C’è la luce in fondo al tunnel: ed è un bagliore accecante, che scalda. Sei mesi rinchiuso in una crisi esistenziale a chiedersi dove fosse finita la sua forza (anche interiore), quella potenza (atletica) che abbinata al fiuto del gol l’aveva eletto erede di Lewandowski: però guardandosi dentro, rivedendo la sua esistenza, subendola, Milik ha sempre saputo che prima o poi sarebbe passata pure la sua nottata, non solo quelle (recentemente) turbolente del Napoli. E ci sono voluti centottantotto giorni, trascorsi nella cupa malinconia, per ritrovarsi, per riscoprirsi, per lasciare che i veleni delle ultime settimane intorno a una squadra divenuta “normale” sparissero d’incanto, con due girate possenti indispensabili per togliersi il Verona dalle spalle.
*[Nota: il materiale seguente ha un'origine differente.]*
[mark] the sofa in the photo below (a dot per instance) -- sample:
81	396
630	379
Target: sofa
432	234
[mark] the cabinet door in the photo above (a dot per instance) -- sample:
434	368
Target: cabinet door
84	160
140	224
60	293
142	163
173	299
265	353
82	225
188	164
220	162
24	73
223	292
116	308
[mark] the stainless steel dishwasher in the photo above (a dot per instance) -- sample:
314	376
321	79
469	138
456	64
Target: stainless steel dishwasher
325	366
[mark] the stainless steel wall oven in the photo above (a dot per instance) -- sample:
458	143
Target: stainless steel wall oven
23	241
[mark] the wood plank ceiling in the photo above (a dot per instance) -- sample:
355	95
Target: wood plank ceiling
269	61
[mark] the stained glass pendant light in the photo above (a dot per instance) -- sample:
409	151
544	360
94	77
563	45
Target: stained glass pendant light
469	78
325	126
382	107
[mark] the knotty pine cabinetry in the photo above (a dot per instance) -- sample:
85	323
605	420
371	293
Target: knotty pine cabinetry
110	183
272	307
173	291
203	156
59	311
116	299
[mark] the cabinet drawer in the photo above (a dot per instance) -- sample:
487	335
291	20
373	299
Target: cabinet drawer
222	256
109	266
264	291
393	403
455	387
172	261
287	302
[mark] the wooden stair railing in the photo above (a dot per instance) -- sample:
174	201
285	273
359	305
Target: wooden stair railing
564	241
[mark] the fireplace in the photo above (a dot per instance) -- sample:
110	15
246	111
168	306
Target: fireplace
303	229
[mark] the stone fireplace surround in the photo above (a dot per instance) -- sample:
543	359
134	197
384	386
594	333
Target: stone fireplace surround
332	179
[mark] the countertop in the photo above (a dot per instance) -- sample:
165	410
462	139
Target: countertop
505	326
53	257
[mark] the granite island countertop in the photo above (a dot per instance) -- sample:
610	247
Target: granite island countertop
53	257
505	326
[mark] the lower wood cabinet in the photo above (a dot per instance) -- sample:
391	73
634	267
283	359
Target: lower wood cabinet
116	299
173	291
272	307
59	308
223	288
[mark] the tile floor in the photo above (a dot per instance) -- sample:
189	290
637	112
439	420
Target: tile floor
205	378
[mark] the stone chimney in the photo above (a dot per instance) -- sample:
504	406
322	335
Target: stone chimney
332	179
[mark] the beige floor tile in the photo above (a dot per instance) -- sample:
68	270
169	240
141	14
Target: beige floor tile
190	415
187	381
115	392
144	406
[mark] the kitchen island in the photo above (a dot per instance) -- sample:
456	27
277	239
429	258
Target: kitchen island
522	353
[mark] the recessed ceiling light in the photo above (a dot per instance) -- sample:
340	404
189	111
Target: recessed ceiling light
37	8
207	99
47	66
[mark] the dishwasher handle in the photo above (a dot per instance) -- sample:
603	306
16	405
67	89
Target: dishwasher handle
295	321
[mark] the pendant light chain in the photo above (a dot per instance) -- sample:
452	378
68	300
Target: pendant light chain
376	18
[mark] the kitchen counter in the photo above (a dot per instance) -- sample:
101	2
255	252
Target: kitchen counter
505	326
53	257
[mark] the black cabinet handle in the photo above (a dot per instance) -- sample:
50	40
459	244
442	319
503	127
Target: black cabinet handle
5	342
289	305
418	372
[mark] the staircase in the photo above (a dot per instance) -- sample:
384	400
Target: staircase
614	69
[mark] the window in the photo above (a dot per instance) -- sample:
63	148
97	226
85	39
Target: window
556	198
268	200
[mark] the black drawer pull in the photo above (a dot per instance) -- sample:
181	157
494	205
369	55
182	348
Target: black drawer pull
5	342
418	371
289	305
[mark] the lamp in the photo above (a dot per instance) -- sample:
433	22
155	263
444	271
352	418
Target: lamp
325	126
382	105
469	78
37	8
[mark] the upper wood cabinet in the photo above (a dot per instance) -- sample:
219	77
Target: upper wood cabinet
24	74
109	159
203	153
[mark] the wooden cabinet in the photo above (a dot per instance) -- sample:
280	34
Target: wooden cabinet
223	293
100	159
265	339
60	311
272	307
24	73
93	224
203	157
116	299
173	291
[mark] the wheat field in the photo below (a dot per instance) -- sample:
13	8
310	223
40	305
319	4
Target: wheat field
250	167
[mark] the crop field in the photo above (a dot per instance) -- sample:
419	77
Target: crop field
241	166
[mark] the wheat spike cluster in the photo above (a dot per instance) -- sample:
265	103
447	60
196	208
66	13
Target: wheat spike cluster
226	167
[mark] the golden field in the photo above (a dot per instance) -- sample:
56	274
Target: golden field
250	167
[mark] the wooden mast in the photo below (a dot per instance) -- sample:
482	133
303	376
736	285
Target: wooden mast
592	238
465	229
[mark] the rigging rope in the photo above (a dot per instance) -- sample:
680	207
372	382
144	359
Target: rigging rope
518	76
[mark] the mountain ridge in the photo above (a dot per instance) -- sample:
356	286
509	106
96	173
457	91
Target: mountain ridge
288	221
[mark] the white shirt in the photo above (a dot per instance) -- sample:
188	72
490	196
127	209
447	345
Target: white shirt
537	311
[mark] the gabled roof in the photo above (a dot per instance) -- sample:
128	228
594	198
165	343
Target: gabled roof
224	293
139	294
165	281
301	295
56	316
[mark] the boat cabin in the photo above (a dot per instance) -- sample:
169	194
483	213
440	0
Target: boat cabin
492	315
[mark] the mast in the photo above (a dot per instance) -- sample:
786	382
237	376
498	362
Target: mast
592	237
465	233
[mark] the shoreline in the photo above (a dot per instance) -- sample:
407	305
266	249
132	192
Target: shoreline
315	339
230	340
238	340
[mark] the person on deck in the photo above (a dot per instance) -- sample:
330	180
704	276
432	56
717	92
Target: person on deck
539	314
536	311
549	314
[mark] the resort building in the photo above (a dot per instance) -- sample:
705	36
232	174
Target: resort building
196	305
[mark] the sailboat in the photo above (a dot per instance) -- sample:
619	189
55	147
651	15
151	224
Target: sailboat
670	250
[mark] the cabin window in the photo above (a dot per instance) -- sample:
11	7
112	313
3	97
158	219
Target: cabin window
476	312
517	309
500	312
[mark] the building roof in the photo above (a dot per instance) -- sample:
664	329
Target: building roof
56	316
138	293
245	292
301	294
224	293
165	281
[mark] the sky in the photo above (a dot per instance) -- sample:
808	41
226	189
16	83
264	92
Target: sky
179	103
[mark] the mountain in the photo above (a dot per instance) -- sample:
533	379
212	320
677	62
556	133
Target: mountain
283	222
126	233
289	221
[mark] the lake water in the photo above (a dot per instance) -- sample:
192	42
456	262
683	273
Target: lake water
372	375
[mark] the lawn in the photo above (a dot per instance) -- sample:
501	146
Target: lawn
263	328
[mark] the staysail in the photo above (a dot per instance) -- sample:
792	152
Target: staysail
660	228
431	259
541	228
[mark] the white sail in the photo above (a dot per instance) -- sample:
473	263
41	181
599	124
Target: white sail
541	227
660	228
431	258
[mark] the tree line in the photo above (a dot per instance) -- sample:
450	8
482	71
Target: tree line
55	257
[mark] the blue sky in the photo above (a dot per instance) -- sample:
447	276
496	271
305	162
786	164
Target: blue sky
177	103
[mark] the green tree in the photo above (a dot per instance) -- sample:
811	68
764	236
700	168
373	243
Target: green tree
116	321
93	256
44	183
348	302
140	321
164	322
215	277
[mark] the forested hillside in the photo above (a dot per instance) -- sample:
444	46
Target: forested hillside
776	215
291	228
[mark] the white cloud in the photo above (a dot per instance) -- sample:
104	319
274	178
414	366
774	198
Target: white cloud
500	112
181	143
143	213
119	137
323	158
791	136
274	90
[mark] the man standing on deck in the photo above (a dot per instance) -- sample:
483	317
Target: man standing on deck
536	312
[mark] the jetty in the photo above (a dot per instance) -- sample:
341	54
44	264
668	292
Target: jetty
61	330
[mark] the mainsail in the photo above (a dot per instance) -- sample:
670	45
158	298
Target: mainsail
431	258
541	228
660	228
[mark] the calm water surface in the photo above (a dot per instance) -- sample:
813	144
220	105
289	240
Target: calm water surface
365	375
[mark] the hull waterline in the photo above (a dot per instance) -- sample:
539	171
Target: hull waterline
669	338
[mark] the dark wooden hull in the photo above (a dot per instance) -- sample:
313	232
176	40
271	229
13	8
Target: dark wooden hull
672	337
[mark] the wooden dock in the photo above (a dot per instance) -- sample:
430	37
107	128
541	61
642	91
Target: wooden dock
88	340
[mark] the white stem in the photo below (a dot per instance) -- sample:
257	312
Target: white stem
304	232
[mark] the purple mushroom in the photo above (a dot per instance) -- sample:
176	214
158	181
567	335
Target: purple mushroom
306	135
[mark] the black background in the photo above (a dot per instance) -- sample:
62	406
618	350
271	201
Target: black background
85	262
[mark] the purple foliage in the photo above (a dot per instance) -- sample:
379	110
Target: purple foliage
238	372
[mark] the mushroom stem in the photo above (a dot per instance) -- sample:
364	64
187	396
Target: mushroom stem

E’ stata dura, e persino durissima, pure in quest’ora e mezza densa di pathos: ma che gusto c’è senza sofferenza? E Milik che ci ha lasciato due legamenti, ha perso anni e visto treni sfilare via veloci, può gustarsi la propria rinascita e quella d’un Napoli che di cuore ne ha avuto e di testa.
CHE VERONA! C’è voluta calma, pazienza e intelligenza, una lucidità disarmante e una leggerezza cerebrale per evitare di crollare: perché avendo solo e soltanto da perdere, il Napoli per vincerla ci ha dovuto mettere la propria acuta interpretazione. Per un tempo, ed è stato il primo, lo spettacolo s’è intravisto eccome in un calcio godibile, che però è durato un quarto d’ora, impregnato anche di personalità: poi, quando il corpo ha chiesto una pausa, il Verona ha mostrato la sua faccia tosta, s’è preso per un po’ la partita e ha lasciato dondolare il San Paolo nella paura. Là dove Ancelotti ha osato (4-2- 3-1 d'apertura incoraggiante per occupare anche le linee), Juric ha esagerato, s’è messo a difendere a quattro nella fase passiva, ha consentito che venissero sprigionati senso geometrico, “cattiveria” e “prepotenza” e che il Napoli si aggrappasse ad un Santo (processo di beatificazione in corso) di nome Alex Meret. Ciò che gli umani non immaginano, succede in cinque secondi “terrificanti”, con il portiere che va giù sulla rasoiata di Lazovic, si rialza per respingere il colpo di testa a porta spalancata di Stepinski e poi “esplode” sulla conclusione di Pessina e il boato è meritato, un senso di liberazione del San Paolo e di ossessione per Juric.
PRESSING. Il Verona ha gamba, sta incollato uomo su uomo ovunque, s’accorcia e s’allarga e poi deve sparire per forza, perché pure i robot; e il Napoli, da cui Ancelotti s’attende equilibrio, coglie l’unico vero superficiale disimpegno altrui, su uscita da corner, che Callejon e Fabian trasformano in perla per il tap-in di Milik, che rigenera non un uomo ma una squadra. Il Napoli parte seconda, quello della ripresa, ha lampi di acutezza tattica, non si sfilaccia come prima (e quando Zielinski prende il posto di Younes non si disunisce neppure), non trascina ma rimane inchiodato al proprio ruolo, quello che gli concede lo status: fa la partita con decisione, e nonostante un possesso palla inferiore, limita le sofferenze, entra nel campo, tira di più (dodici volte) ve anche meglio, sta nella trequarti gialloblù, riesce a sentirsi coperto e ad arrivare prima a Milik (dalla punizione di Insigne, altra girata terrificante) per il raddoppio, poi s'allunga sino al palo (quello di Mertens) ed infine alla serenità interiore che certo gli è mancata. E il venticello che s’è avvertito durante la sosta smette d’essere fastidioso, sembra quasi una carezza sul volto del Napoli, un invito a guardare con rigoroso ottimismo al futuro: vai, la strada per i sogni è ancora lunga.